#420: Citesummary quirks
------------------------+----------------------
Reporter: tbrooks | Owner: valkyrie
Type: defect | Status: assigned
Priority: major | Milestone:
Component: WebSearch | Version:
Resolution: | Keywords: INSPIRE
------------------------+----------------------
Changes (by jblayloc):
* keywords: INSPIRE onDevPleasReview => INSPIRE
* status: in_merge => assigned
Comment:
Hi Heath,
These have been tricky to track down. Strangely fun though.
> Looking at find a beacom and topcite 1+ gives 77 records
>
http://inspirehepdev.cern.ch/search?ln=en&ln=en&p=find+a+j+beacom+and+topcite+1%2B&action_search=Search&sf=&so=d&rm=&rg=100&sc=0&of=hb
> citesummary only shows 69. Why aren't they the same?

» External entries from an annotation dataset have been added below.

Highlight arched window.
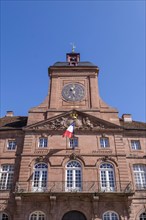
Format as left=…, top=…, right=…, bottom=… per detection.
left=139, top=212, right=146, bottom=220
left=133, top=164, right=146, bottom=190
left=29, top=211, right=46, bottom=220
left=32, top=163, right=48, bottom=192
left=66, top=160, right=82, bottom=191
left=100, top=163, right=115, bottom=192
left=0, top=164, right=14, bottom=190
left=103, top=211, right=119, bottom=220
left=0, top=212, right=9, bottom=220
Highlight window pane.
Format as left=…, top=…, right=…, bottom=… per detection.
left=32, top=163, right=48, bottom=191
left=66, top=161, right=82, bottom=191
left=29, top=211, right=45, bottom=220
left=39, top=138, right=48, bottom=148
left=100, top=138, right=109, bottom=148
left=0, top=213, right=9, bottom=220
left=131, top=140, right=141, bottom=150
left=0, top=164, right=14, bottom=190
left=7, top=140, right=16, bottom=150
left=133, top=164, right=146, bottom=190
left=103, top=212, right=118, bottom=220
left=139, top=212, right=146, bottom=220
left=69, top=138, right=78, bottom=147
left=100, top=163, right=115, bottom=192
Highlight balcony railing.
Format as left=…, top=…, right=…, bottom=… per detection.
left=15, top=181, right=133, bottom=193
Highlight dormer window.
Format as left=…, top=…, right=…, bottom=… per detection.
left=69, top=137, right=78, bottom=148
left=66, top=53, right=80, bottom=66
left=100, top=137, right=109, bottom=148
left=38, top=137, right=48, bottom=148
left=7, top=140, right=16, bottom=150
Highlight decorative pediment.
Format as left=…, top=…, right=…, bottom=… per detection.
left=25, top=110, right=120, bottom=131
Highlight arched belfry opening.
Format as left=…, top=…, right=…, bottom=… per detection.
left=62, top=211, right=87, bottom=220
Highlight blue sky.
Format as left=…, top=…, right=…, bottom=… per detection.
left=0, top=0, right=146, bottom=121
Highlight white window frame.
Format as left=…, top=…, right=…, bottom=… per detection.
left=131, top=140, right=141, bottom=150
left=0, top=164, right=14, bottom=190
left=32, top=163, right=48, bottom=192
left=29, top=211, right=46, bottom=220
left=102, top=211, right=119, bottom=220
left=100, top=163, right=115, bottom=192
left=69, top=137, right=78, bottom=148
left=0, top=212, right=9, bottom=220
left=133, top=164, right=146, bottom=190
left=7, top=140, right=17, bottom=150
left=38, top=137, right=48, bottom=148
left=100, top=137, right=109, bottom=148
left=65, top=160, right=82, bottom=192
left=139, top=212, right=146, bottom=220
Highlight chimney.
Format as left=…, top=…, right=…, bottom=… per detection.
left=6, top=111, right=14, bottom=117
left=122, top=114, right=132, bottom=122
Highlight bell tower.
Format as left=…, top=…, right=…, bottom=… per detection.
left=28, top=50, right=118, bottom=123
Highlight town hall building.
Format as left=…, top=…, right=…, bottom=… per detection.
left=0, top=51, right=146, bottom=220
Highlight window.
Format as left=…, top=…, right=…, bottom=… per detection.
left=133, top=164, right=146, bottom=190
left=29, top=211, right=46, bottom=220
left=32, top=163, right=48, bottom=192
left=100, top=137, right=109, bottom=148
left=100, top=163, right=115, bottom=192
left=103, top=211, right=119, bottom=220
left=69, top=137, right=78, bottom=148
left=39, top=138, right=48, bottom=148
left=0, top=164, right=14, bottom=190
left=0, top=212, right=9, bottom=220
left=139, top=212, right=146, bottom=220
left=131, top=140, right=141, bottom=150
left=7, top=140, right=16, bottom=150
left=66, top=161, right=82, bottom=191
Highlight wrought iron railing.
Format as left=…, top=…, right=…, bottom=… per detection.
left=15, top=181, right=133, bottom=193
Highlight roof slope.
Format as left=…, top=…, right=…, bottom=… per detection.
left=0, top=116, right=28, bottom=130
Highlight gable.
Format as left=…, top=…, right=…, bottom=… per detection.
left=25, top=110, right=121, bottom=131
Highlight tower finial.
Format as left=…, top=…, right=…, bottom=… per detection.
left=70, top=43, right=76, bottom=53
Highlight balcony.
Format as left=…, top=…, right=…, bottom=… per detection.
left=15, top=181, right=133, bottom=194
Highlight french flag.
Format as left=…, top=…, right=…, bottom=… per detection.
left=62, top=122, right=75, bottom=138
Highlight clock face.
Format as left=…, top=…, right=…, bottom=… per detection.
left=62, top=83, right=85, bottom=102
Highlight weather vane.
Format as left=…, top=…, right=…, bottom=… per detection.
left=70, top=43, right=76, bottom=53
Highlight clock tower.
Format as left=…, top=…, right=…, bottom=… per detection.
left=28, top=51, right=119, bottom=124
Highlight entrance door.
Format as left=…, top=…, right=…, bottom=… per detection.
left=62, top=211, right=87, bottom=220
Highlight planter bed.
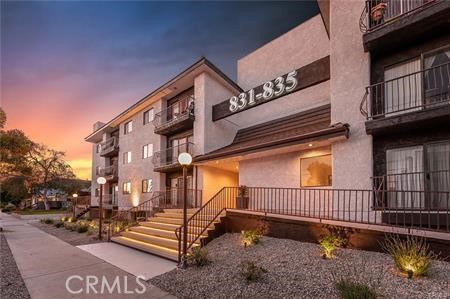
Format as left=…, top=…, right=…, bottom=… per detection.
left=150, top=234, right=450, bottom=299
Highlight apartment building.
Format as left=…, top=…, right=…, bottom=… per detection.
left=86, top=0, right=450, bottom=259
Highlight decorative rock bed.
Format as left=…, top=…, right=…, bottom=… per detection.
left=150, top=234, right=450, bottom=299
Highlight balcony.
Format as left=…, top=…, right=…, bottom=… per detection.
left=100, top=137, right=119, bottom=157
left=153, top=95, right=194, bottom=135
left=360, top=63, right=450, bottom=134
left=99, top=163, right=119, bottom=181
left=359, top=0, right=450, bottom=51
left=152, top=142, right=194, bottom=172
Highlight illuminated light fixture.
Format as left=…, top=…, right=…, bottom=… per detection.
left=132, top=194, right=139, bottom=207
left=97, top=176, right=106, bottom=185
left=178, top=153, right=192, bottom=166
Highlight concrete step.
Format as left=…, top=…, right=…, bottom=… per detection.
left=111, top=236, right=178, bottom=261
left=120, top=231, right=183, bottom=250
left=149, top=216, right=211, bottom=226
left=130, top=226, right=208, bottom=240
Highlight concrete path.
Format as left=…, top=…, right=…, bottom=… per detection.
left=77, top=242, right=177, bottom=280
left=0, top=212, right=174, bottom=299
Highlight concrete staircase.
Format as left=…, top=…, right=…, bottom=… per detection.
left=111, top=209, right=220, bottom=261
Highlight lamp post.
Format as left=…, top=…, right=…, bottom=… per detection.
left=97, top=176, right=106, bottom=240
left=72, top=193, right=78, bottom=218
left=178, top=153, right=192, bottom=268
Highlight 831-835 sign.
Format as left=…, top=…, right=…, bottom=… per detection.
left=212, top=56, right=330, bottom=121
left=228, top=70, right=298, bottom=112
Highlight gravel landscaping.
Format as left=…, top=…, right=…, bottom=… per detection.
left=0, top=233, right=30, bottom=299
left=30, top=221, right=106, bottom=246
left=150, top=234, right=450, bottom=299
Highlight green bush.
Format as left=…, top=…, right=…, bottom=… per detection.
left=240, top=261, right=267, bottom=282
left=41, top=218, right=55, bottom=224
left=319, top=235, right=343, bottom=259
left=383, top=235, right=437, bottom=278
left=55, top=221, right=64, bottom=228
left=335, top=279, right=377, bottom=299
left=187, top=246, right=211, bottom=267
left=242, top=230, right=262, bottom=247
left=77, top=223, right=89, bottom=234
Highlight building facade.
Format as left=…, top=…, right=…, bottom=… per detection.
left=86, top=0, right=450, bottom=260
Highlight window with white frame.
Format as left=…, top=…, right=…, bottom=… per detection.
left=142, top=143, right=153, bottom=159
left=123, top=120, right=133, bottom=135
left=300, top=155, right=332, bottom=187
left=144, top=108, right=154, bottom=125
left=142, top=179, right=153, bottom=193
left=122, top=182, right=131, bottom=194
left=123, top=152, right=131, bottom=164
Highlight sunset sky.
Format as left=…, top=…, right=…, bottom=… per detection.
left=1, top=1, right=318, bottom=179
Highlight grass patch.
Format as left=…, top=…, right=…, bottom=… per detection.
left=336, top=279, right=377, bottom=299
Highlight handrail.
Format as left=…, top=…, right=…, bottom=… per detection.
left=175, top=187, right=232, bottom=262
left=360, top=62, right=450, bottom=120
left=153, top=95, right=195, bottom=129
left=359, top=0, right=438, bottom=33
left=175, top=187, right=450, bottom=262
left=108, top=192, right=165, bottom=241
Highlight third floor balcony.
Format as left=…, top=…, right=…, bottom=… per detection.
left=153, top=96, right=194, bottom=135
left=359, top=0, right=450, bottom=51
left=153, top=142, right=194, bottom=172
left=100, top=136, right=119, bottom=157
left=361, top=63, right=450, bottom=133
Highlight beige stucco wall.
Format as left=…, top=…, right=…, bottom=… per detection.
left=118, top=101, right=165, bottom=208
left=197, top=165, right=239, bottom=203
left=239, top=148, right=331, bottom=188
left=194, top=73, right=237, bottom=155
left=330, top=0, right=372, bottom=189
left=221, top=15, right=330, bottom=128
left=237, top=15, right=330, bottom=90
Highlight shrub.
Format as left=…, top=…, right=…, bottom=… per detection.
left=64, top=222, right=76, bottom=231
left=319, top=235, right=343, bottom=259
left=187, top=246, right=211, bottom=267
left=242, top=230, right=262, bottom=247
left=240, top=261, right=267, bottom=282
left=55, top=221, right=64, bottom=228
left=77, top=223, right=89, bottom=234
left=335, top=279, right=377, bottom=299
left=383, top=235, right=437, bottom=278
left=41, top=218, right=55, bottom=224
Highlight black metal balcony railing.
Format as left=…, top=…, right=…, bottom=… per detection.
left=373, top=170, right=450, bottom=210
left=152, top=142, right=194, bottom=168
left=100, top=136, right=119, bottom=156
left=98, top=163, right=118, bottom=180
left=360, top=63, right=450, bottom=120
left=359, top=0, right=435, bottom=33
left=153, top=95, right=194, bottom=130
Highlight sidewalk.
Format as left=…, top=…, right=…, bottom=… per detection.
left=0, top=213, right=175, bottom=299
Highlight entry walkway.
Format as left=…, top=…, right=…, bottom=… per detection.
left=0, top=213, right=175, bottom=299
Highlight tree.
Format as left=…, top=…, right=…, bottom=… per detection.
left=27, top=144, right=75, bottom=210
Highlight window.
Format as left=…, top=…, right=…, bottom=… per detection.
left=300, top=155, right=331, bottom=187
left=123, top=120, right=133, bottom=135
left=142, top=179, right=153, bottom=193
left=144, top=108, right=154, bottom=125
left=123, top=182, right=131, bottom=194
left=123, top=152, right=131, bottom=164
left=386, top=141, right=450, bottom=208
left=142, top=143, right=153, bottom=159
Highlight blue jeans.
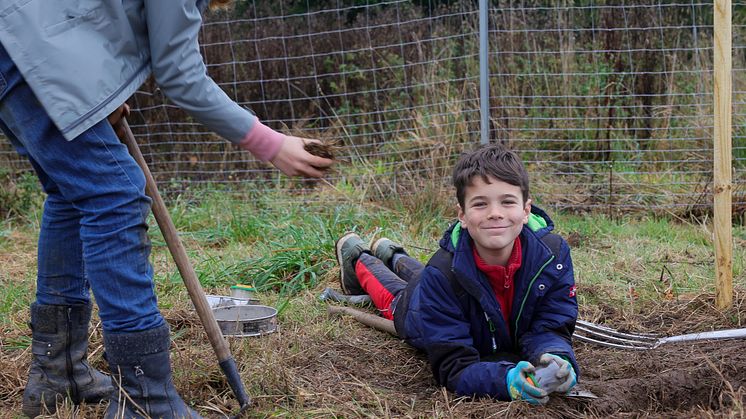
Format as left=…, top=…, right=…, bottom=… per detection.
left=0, top=41, right=164, bottom=333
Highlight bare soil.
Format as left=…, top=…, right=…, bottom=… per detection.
left=0, top=290, right=746, bottom=418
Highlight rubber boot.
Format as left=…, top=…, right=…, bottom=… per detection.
left=104, top=325, right=201, bottom=419
left=22, top=303, right=114, bottom=418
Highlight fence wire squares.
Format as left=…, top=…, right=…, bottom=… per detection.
left=0, top=0, right=746, bottom=215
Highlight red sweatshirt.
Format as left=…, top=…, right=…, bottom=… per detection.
left=472, top=237, right=522, bottom=331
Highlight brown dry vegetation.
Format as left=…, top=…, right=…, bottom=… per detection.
left=0, top=283, right=746, bottom=418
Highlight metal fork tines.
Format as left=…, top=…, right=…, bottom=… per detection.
left=573, top=320, right=661, bottom=350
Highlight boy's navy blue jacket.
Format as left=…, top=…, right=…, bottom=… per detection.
left=394, top=206, right=579, bottom=400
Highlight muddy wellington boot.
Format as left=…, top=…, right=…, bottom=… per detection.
left=22, top=303, right=114, bottom=418
left=104, top=325, right=202, bottom=419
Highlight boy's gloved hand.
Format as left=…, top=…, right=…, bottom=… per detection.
left=539, top=354, right=578, bottom=394
left=505, top=361, right=549, bottom=404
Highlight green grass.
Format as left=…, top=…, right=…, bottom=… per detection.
left=0, top=186, right=746, bottom=319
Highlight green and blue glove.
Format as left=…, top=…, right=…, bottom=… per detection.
left=505, top=361, right=549, bottom=404
left=539, top=354, right=578, bottom=394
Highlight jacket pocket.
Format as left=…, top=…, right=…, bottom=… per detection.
left=44, top=8, right=101, bottom=36
left=0, top=73, right=8, bottom=98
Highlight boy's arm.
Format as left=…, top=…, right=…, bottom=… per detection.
left=410, top=266, right=515, bottom=400
left=518, top=241, right=579, bottom=374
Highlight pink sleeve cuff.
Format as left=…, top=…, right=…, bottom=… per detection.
left=238, top=119, right=285, bottom=162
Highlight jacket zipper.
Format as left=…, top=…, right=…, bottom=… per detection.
left=484, top=311, right=497, bottom=354
left=65, top=307, right=78, bottom=401
left=513, top=255, right=554, bottom=345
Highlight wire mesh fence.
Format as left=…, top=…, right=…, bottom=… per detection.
left=0, top=0, right=746, bottom=215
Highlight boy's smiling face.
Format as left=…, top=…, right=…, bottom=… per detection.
left=458, top=176, right=531, bottom=265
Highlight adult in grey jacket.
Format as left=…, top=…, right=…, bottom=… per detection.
left=0, top=0, right=332, bottom=418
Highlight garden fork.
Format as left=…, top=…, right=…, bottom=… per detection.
left=573, top=320, right=746, bottom=351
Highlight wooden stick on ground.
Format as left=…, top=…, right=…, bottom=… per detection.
left=327, top=306, right=399, bottom=337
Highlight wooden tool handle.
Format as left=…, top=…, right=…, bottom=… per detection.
left=327, top=306, right=398, bottom=337
left=121, top=118, right=231, bottom=362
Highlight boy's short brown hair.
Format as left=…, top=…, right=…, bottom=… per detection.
left=453, top=144, right=528, bottom=208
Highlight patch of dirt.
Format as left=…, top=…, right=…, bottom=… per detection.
left=0, top=294, right=746, bottom=418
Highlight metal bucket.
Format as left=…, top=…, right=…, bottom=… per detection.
left=212, top=304, right=277, bottom=337
left=205, top=295, right=259, bottom=310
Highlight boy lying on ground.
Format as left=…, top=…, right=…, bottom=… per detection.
left=336, top=144, right=578, bottom=404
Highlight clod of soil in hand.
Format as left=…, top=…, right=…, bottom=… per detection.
left=303, top=142, right=334, bottom=170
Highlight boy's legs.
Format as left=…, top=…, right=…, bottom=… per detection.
left=370, top=237, right=425, bottom=282
left=355, top=253, right=407, bottom=320
left=335, top=233, right=421, bottom=320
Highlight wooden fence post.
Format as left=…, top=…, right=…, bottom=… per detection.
left=713, top=0, right=733, bottom=310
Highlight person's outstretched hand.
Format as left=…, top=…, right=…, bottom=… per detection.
left=106, top=103, right=130, bottom=140
left=270, top=135, right=334, bottom=178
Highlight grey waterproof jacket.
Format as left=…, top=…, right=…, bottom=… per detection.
left=0, top=0, right=256, bottom=143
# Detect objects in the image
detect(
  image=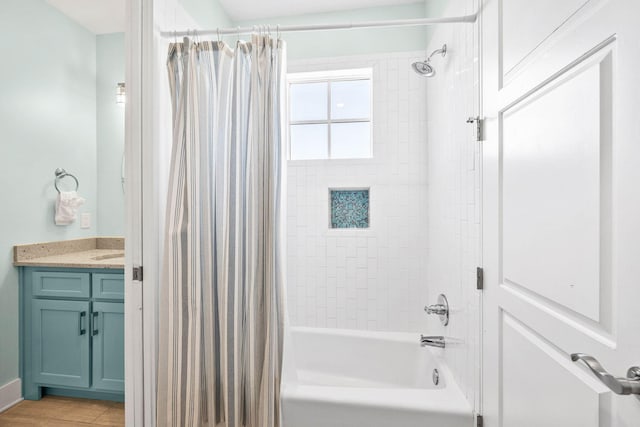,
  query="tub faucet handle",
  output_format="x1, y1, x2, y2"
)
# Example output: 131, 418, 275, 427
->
420, 334, 445, 348
424, 304, 447, 316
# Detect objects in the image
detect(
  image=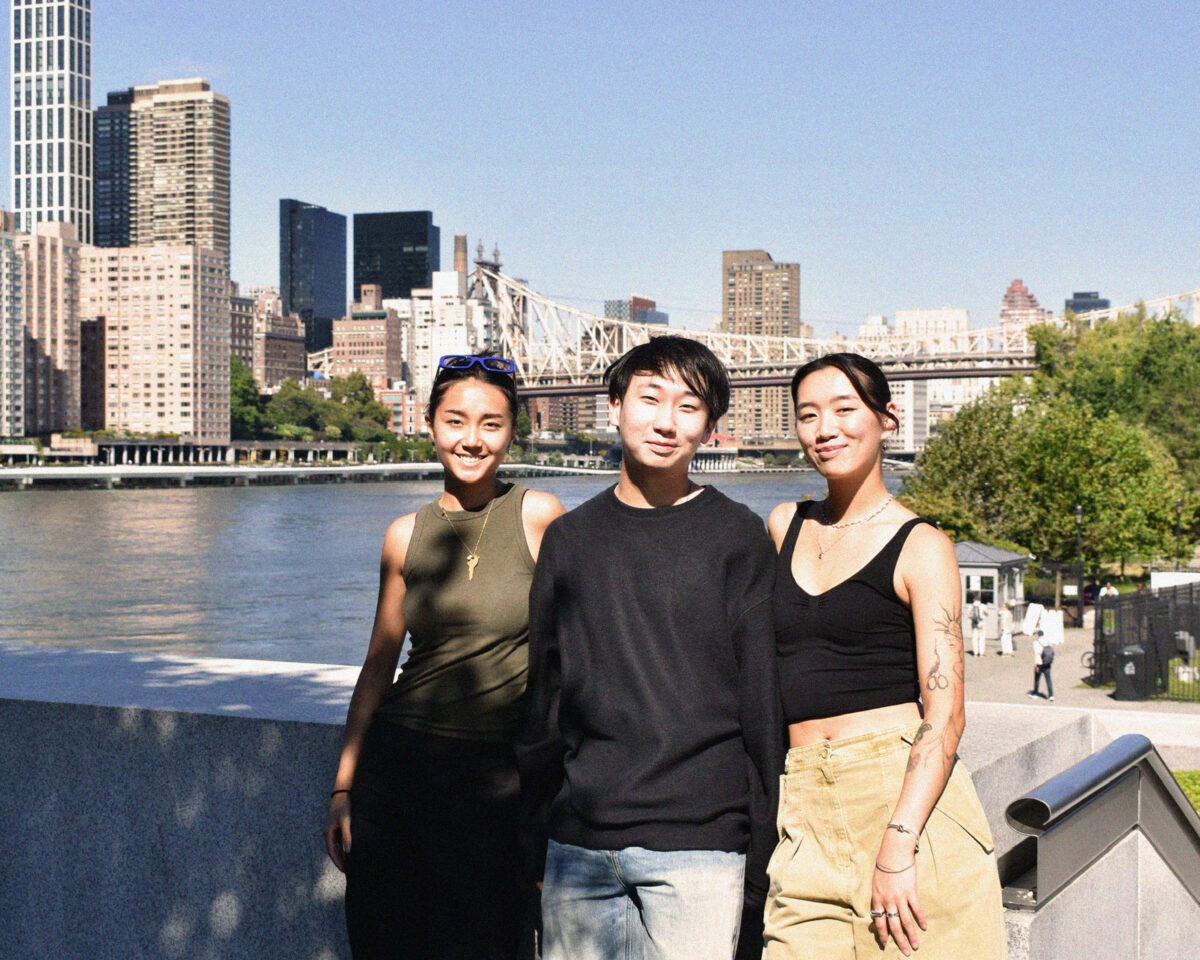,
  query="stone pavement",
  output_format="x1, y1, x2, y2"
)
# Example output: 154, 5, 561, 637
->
966, 626, 1200, 710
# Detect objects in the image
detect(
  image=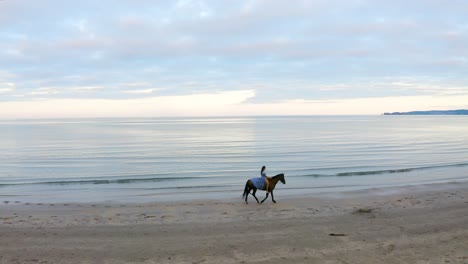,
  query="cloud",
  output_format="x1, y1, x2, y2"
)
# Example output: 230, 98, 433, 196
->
0, 90, 255, 119
0, 0, 468, 115
123, 89, 157, 94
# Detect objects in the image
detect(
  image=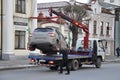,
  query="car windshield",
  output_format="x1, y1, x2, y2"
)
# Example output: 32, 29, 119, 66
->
34, 28, 53, 32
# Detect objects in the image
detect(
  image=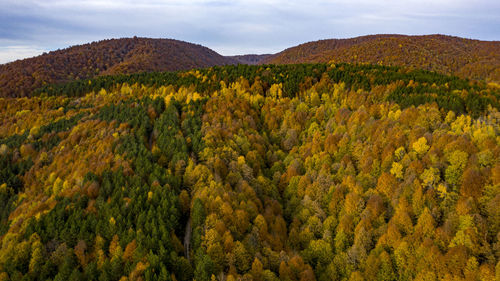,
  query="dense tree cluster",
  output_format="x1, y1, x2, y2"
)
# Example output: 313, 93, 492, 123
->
0, 37, 236, 97
0, 64, 500, 281
263, 34, 500, 83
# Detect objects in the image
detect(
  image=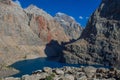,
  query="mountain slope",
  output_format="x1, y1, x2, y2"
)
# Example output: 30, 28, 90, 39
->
64, 0, 120, 66
25, 5, 69, 43
54, 12, 83, 40
0, 0, 69, 65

This is because citesummary is configured such that the 'All Papers'
column does a logical AND against collection:citeable. I presume this is
to avoid citesummarizing things like peoples' HEPNames entries or
conferences or other records that shouldn't be counted as part of their
scholarly output.
The eight papers that differ between the set {{{author:beacom AND
cited:1->999999}}} and the set {{{author:beacom AND cited:1->999999 AND
collection:citeable}}} are:
* 494016 - talk
* 724598 - talk
* 506481 - report
* 752274 - I don't know what's wrong with this one
* 799126 - I don't know what's wrong with this one
* 752983 - lecture
* 827674 - temporary entry
* 798458 - report
I tried to determine what these were by doing {{{find a beacom and topcite
1+ and not collection:citeable}}}, selecting "detailed record" and paging
back and forth through them with the green arrows. Whether these items
should be citeable or not I leave to you. If policy changes we should
revisit current documents in these classes. If policy doesn't change this
should probably be added to the burgeoning FAQ.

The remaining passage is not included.